Other activities, like sports, can also be divided on a digital-or-not axis. Baseball is particularly easy to follow on the radio because the action has a digital representation: a coded set of symbols that conveys the situation on the field. If you follow baseball, and you hear that the score is tied 3-to-3 in the bottom of the ninth inning, with one out, a 3-and-2 count, and a runner on second, you can feel the tension in the representation itself. It's a representation that's transferrable—it can communicate a finely resolved picture of what happened in a game to people far away from it in space or time—and it's manipulable—we can evaluate the advisability of various coaching decisions from the pure description alone. For comparison, sports like hockey and soccer lack a similarly expressive digital representation; you can happily listen to them on the radio, but you won't be able to reconstruct the action on the field with anything approaching the same fidelity. 

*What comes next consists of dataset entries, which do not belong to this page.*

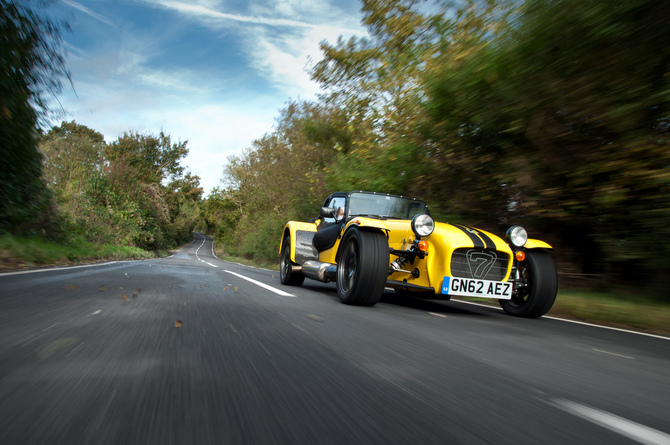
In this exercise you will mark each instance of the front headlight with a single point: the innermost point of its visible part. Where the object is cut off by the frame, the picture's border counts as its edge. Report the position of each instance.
(517, 236)
(422, 225)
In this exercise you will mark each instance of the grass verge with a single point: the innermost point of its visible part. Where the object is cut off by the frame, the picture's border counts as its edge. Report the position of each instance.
(22, 253)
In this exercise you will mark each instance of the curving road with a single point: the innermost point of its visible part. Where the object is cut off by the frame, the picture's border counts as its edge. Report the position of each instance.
(195, 350)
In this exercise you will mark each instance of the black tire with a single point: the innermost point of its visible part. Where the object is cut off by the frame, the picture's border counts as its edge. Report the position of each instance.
(535, 298)
(362, 267)
(286, 274)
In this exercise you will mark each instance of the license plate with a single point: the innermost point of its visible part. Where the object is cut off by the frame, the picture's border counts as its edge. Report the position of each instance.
(477, 288)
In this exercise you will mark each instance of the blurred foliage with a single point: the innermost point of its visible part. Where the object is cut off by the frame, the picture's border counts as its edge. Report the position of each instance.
(115, 193)
(32, 68)
(549, 113)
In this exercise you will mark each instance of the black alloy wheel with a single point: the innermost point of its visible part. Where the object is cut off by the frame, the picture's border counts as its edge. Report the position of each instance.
(536, 296)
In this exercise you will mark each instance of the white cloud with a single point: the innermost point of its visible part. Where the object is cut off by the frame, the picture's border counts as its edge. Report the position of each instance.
(88, 12)
(120, 88)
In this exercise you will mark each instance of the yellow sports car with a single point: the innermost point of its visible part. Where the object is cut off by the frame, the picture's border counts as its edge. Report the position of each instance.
(367, 241)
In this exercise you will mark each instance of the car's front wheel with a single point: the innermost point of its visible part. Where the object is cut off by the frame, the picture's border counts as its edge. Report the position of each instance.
(362, 267)
(536, 287)
(286, 274)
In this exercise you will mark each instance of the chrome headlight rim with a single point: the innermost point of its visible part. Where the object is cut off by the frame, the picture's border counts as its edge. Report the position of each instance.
(516, 236)
(423, 225)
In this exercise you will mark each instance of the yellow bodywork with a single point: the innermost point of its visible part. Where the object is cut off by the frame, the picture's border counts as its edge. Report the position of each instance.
(444, 240)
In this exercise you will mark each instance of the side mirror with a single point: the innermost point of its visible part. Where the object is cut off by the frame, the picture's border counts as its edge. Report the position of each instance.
(327, 212)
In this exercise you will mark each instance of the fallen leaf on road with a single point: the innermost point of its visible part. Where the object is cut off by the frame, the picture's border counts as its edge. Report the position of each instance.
(54, 347)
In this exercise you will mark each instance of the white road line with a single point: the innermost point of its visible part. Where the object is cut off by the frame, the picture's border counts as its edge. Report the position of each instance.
(625, 427)
(574, 321)
(263, 285)
(612, 353)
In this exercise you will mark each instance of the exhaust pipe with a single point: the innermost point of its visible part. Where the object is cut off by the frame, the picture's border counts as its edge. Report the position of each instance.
(316, 270)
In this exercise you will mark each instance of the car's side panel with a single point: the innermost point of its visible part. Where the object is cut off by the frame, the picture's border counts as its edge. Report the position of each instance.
(330, 255)
(291, 229)
(537, 244)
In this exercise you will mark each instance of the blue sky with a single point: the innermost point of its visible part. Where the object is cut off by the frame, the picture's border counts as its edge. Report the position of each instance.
(213, 72)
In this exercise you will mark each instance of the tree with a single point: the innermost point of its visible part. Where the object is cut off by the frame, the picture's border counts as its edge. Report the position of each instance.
(147, 158)
(72, 154)
(32, 67)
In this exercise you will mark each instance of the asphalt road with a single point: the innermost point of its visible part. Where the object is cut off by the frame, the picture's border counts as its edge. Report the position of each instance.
(188, 350)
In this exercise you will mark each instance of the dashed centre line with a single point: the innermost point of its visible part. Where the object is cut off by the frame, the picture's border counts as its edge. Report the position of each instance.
(263, 285)
(625, 427)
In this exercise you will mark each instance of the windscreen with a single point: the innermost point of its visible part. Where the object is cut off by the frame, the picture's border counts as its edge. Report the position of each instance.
(383, 206)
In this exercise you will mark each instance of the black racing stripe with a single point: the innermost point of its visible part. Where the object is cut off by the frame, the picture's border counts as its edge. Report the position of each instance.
(490, 245)
(488, 242)
(475, 239)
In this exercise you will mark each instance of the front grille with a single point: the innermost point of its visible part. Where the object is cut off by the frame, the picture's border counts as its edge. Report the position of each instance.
(480, 264)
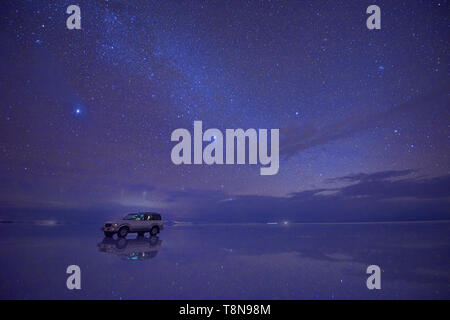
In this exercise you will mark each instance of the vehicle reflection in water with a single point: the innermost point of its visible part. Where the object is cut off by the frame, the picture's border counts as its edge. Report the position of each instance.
(141, 248)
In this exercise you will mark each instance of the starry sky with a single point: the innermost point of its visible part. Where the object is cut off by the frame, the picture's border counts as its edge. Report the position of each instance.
(86, 115)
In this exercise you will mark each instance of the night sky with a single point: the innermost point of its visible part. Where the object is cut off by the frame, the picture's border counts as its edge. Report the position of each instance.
(86, 115)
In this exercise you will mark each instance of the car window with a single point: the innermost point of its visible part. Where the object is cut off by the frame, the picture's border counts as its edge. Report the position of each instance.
(131, 216)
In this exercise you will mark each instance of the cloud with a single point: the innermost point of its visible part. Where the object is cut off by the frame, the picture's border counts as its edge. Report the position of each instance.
(298, 138)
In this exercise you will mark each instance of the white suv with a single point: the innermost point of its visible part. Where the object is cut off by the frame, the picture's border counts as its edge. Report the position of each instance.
(139, 223)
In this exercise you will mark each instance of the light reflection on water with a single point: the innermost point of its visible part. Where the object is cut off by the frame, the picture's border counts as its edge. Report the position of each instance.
(310, 261)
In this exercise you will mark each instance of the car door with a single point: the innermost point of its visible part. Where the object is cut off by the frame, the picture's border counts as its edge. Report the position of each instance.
(148, 221)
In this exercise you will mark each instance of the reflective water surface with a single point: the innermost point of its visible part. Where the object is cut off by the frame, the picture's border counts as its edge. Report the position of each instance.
(296, 261)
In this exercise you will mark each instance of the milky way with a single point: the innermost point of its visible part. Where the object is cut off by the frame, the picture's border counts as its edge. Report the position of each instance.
(86, 115)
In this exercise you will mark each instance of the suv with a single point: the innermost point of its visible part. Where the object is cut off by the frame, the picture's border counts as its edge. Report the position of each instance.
(139, 223)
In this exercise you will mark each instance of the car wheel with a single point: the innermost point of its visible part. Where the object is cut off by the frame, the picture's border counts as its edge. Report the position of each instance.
(154, 231)
(122, 232)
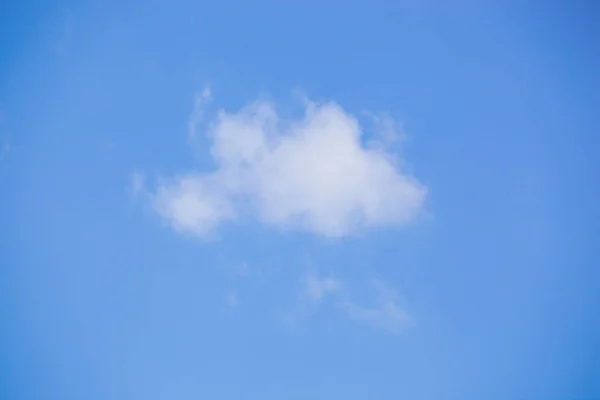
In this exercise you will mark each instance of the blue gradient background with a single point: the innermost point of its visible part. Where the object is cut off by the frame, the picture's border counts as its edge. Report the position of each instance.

And it goes beyond any human construction; complex digital representations predate us by at least a billion years. With the discovery that a cell's protein content is encoded using three-letter words written in an alphabet of four genetic bases, the field of biology stumbled upon an ancient digital representation of remarkable sophistication and power. And we can check the design criteria: it's transferrable, since you need only have an accurate symbol-by-symbol copying mechanism in order to pass your protein content to your offspring; and it's manipulable, since evolution can operate directly on the symbols in the genome, rather than on the molecules they encode. 

We've reached a point now in the world where the thoughtful design of digital representations is becoming increasingly critical; they are the substrates on which large software systems and Internet platforms operate, and the outcomes we get will depend on the care we take in the construction. The algorithms powering these systems do not just encode pictures, videos, and text; they encode each of us as well. When one of these algorithms recommends a product, delivers a message, or makes a judgment, it's interacting not with you but with a digital representation of you. And so it becomes a central challenge for all of us to think deeply about what such a representation reflects, and what it leaves out. Because it's what the algorithm sees, or thinks it sees: a transferrable, manipulable copy of you, roaming across an ever-widening landscape of digital representations.